Friday, January 15, 2016
C.A. Denies Bid to Shut Down L.A. Zoo’s Elephant Exhibit
By KENNETH OFGANG, Staff Writer
The Court of Appeal for this district yesterday upheld trial court orders mandating that the Los Angeles Zoo take specified measures to improve the conditions of its elephants, but declining to shut the elephant exhibit entirely.
Div. Eight, in a 2-1 decision, held that a taxpayer suit is a proper vehicle to enjoin the violation of criminal statutes. But the also said there was substantial evidence to support Los Angeles Superior Court Judge John Segal’s ruling that some of the statutes the plaintiffs accused the zoo of infringing were either inapplicable or not violated.
Segal has since been elevated to the Court of Appeal.
The litigation goes back to 2007, when Brentwood realtor Aaron Leider and actor Robert Culp sued to stop the continued operation of the elephant exhibit, as well as the planned construction of a new, expanded exhibit. Leider and Culp complained that the zoo had been abusing and neglecting the elephants for years, and that they had violated various animal-cruelty statutes and wasted taxpayers’ money.
Leider continued to litigate the case after Culp died in March 2010. The new elephant exhibit opened later that year.
Among the complaint’s allegations, according to news accounts, were that Billy—the zoo’s lone elephant after its one female was sent to a sanctuary—was sexually frustrated. In 2010, however, the zoo acquired two females from the San Diego Zoo, which had acquired them after the government confiscated them from an individual in Texas.

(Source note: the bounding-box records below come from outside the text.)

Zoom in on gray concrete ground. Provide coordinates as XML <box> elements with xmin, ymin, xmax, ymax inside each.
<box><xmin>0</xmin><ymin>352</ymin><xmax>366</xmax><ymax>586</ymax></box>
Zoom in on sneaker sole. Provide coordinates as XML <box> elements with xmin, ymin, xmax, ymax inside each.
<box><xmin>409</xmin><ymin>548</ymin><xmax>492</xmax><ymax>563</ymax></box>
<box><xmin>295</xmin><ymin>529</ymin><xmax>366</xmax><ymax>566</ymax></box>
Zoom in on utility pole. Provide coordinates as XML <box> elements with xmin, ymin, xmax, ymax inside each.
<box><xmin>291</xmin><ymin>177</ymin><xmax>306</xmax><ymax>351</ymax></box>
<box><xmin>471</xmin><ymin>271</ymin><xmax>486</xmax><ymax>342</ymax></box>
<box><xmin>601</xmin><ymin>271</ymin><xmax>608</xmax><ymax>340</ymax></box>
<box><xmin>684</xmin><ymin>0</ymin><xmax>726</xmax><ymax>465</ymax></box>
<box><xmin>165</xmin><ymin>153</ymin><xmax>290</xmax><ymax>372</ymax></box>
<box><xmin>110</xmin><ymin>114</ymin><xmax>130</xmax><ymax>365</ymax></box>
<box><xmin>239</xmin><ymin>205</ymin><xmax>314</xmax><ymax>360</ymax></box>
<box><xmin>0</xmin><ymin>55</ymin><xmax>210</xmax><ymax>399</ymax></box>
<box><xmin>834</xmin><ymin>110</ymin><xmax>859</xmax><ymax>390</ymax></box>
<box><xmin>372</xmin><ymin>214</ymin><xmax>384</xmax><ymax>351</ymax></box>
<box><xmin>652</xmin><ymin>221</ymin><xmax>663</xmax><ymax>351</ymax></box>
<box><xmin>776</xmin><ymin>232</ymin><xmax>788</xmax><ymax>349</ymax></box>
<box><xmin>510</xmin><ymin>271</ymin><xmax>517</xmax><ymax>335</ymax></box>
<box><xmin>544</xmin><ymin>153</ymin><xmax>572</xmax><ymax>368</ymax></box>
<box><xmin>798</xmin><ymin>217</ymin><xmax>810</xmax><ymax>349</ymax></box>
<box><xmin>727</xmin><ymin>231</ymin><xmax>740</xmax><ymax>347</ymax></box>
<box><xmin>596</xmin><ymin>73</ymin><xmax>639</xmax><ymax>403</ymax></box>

The city responded that the zoo pampers its elephants with a two-story barn with radiant-heated floors, carrot-tossing games, daily “elephant pedicures” and an animal psychiatrist on hand. Deputy City Attorney John Carvalho told the Los Angeles Times: “If only people were treated so well.”

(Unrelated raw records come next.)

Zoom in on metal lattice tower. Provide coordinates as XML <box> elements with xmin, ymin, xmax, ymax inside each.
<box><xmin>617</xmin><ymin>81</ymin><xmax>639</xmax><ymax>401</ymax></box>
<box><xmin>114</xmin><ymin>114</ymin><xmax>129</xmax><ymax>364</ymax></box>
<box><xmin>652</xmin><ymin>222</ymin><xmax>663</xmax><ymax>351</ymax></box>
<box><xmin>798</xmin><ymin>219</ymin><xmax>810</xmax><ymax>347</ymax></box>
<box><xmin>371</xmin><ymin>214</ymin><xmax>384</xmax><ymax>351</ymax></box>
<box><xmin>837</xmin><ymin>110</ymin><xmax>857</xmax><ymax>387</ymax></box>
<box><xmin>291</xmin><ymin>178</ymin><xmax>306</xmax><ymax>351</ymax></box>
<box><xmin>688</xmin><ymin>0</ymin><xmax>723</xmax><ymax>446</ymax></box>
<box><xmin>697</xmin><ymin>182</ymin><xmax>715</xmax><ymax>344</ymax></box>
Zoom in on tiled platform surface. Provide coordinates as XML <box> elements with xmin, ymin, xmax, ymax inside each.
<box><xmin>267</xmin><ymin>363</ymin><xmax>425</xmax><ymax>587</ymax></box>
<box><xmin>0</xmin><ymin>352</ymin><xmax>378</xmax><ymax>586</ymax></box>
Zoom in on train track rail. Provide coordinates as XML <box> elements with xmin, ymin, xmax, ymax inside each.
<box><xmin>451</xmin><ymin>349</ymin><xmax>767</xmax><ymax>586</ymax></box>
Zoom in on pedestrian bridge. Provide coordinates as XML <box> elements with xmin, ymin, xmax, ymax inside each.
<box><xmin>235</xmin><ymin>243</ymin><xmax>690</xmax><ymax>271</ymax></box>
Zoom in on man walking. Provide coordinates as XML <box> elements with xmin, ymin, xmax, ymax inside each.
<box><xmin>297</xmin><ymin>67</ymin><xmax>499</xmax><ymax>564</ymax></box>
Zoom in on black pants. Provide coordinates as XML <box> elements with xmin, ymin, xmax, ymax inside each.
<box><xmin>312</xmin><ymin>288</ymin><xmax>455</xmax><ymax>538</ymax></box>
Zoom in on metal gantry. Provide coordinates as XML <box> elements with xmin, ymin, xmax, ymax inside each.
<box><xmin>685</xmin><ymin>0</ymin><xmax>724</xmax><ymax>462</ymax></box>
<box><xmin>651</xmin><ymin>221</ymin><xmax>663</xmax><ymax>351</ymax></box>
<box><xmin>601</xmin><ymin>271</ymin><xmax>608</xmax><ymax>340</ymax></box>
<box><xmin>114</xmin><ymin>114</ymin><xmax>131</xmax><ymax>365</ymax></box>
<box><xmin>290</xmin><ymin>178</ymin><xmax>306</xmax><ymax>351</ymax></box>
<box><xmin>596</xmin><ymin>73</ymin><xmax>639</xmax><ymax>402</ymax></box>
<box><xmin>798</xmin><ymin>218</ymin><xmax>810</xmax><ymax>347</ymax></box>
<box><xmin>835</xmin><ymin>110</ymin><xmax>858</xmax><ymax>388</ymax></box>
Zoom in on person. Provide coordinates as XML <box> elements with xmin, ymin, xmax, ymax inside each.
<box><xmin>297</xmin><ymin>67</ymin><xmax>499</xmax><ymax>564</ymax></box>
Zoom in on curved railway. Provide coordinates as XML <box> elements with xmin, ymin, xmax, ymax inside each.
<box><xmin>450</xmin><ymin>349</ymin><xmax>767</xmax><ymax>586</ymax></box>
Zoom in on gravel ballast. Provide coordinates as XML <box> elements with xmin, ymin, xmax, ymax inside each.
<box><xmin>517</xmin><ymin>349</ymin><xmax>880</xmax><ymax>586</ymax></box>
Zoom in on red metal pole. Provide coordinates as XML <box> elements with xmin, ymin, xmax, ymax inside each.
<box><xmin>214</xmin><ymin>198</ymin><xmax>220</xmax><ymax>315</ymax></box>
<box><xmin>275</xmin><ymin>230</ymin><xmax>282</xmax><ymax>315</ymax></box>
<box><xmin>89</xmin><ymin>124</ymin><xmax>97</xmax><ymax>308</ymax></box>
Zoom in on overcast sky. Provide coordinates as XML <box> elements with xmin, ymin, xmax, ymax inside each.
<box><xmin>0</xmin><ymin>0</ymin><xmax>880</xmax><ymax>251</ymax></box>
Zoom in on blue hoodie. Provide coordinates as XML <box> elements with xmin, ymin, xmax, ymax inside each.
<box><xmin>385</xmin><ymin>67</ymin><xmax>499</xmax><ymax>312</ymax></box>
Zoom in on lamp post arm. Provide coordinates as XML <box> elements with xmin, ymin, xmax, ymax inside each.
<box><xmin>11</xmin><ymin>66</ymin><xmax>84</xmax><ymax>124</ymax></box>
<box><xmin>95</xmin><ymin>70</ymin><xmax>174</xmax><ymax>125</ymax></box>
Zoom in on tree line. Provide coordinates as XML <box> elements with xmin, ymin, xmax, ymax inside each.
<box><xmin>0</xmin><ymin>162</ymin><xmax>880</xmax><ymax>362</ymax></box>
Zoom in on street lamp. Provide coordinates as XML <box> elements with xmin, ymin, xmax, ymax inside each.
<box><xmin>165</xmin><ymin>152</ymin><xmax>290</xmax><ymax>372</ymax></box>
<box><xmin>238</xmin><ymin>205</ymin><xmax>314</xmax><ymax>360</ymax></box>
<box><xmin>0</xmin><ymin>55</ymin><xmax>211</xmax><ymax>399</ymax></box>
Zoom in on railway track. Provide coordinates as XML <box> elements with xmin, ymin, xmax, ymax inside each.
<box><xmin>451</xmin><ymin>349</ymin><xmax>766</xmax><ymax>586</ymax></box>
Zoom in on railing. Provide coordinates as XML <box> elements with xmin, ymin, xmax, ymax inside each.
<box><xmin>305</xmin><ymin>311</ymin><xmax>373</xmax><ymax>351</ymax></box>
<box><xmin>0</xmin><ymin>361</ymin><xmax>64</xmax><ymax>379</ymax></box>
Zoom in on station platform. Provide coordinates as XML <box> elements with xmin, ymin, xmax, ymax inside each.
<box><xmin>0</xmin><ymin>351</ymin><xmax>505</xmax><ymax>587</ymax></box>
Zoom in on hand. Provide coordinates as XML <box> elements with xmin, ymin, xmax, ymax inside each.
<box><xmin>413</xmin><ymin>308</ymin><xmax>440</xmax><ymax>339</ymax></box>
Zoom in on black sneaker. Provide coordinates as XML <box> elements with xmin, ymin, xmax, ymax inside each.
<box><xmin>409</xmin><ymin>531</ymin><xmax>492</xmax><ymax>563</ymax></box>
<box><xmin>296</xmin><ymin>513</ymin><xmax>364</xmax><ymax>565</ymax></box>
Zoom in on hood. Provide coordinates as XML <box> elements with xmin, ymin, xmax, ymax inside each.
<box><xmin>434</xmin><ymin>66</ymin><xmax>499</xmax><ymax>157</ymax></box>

The city initially prevailed on summary judgment, but the Court of Appeal reversed in an unpublished 2009 opinion. It held that there were triable issues of fact as to whether the city was illegally condoning animal cruelty or neglect by spending money on the exhibit.
On remand, Segal ruled that practices alleged in the complaint, including electrical shocking and the use of bull hooks, would violate Penal Code §596.5. He also ruled that a new argument by the city—that Civil Code §3369, which prohibits the issuance of an injunction to enforce a penal law, bars the relief sought by the plaintiff—was foreclosed by the first Court of Appeal decision.

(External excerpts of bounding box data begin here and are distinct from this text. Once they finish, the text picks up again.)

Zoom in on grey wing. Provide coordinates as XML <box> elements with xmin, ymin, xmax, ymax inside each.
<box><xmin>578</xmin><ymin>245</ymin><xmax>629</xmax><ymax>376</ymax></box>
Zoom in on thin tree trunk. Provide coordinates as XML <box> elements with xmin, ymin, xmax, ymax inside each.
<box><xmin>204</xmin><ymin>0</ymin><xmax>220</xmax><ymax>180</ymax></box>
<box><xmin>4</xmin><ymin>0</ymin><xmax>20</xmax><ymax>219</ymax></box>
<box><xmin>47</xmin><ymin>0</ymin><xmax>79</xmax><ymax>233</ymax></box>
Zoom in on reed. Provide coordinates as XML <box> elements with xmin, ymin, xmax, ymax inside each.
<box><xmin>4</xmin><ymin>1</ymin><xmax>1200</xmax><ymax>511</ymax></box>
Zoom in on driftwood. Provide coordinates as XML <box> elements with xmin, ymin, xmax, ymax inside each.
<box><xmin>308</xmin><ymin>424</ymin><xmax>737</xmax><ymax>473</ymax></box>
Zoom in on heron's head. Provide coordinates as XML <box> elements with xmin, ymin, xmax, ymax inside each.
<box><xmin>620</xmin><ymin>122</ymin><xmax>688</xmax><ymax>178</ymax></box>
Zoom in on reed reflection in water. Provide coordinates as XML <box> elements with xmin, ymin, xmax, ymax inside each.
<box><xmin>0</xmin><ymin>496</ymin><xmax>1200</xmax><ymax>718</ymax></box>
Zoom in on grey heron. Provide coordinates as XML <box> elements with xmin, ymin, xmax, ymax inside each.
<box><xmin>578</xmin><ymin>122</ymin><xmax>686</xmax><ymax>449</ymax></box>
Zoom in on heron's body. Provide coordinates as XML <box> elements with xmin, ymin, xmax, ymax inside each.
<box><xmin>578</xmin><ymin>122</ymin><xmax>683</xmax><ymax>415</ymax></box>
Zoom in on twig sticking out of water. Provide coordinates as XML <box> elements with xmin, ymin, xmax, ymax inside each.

Following trial, Segal issued an injunction, limited to prohibiting certain forms of discipline, requiring specific amounts of exercise time, and requiring the rototilling of the soil in the exhibit in response to evidence that the ground was hard and caused cracked toes and weary joints.
While the elephants were not “thriving,” the judge wrote, the city’s treatment of them was “not abusive,” nor was it “cruel beyond the ‘ordinary’ circumstances of captivity.”
Justice Laurence Rubin, writing for the Court of Appeal, said neither Leider nor the city had shown any basis for reversal of Segal’s decision.
He agreed that under the law-of-the-case doctrine, the city could not rely on §3369. And even if the doctrine did not apply, he concluded, the result would be the same because that section was not intended to bar taxpayer suits.
The court declined to follow a recent First District Court of Appeal decision rejecting the use of a taxpayer suit as a vehicle for enforcing animal cruelty laws, Animal Legal Defense Fund v. California Exposition and State Fairs (2015) 239 Cal.App.4th 1286. The court there held that the right to enforce those laws is limited to public prosecutors and humane societies.
“Because the Los Angeles City Attorney’s Office has apparently declined to prosecute the Zoo for animal cruelty, the Zoo’s mistreatment of its elephants as found by the trial court has gone unchallenged,” Rubin wrote. “To hold that the power of a local humane organization to file a complaint bars a taxpayer action where the City refuses to prosecute itself undermines the very purpose of taxpayer actions.”
Justice Madeleine Flier concurred in the opinion.
Presiding Justice Tricia Bigelow dissented, arguing that the ruling “will empower Leider to bring endless contempt proceedings against the Los Angeles Zoo, all based on injunctions that are contrary to California law.” She agreed with the city that the entire case should have been thrown out under §3369.
The case is Leider v. Lewis, 16 S.O.S. 244.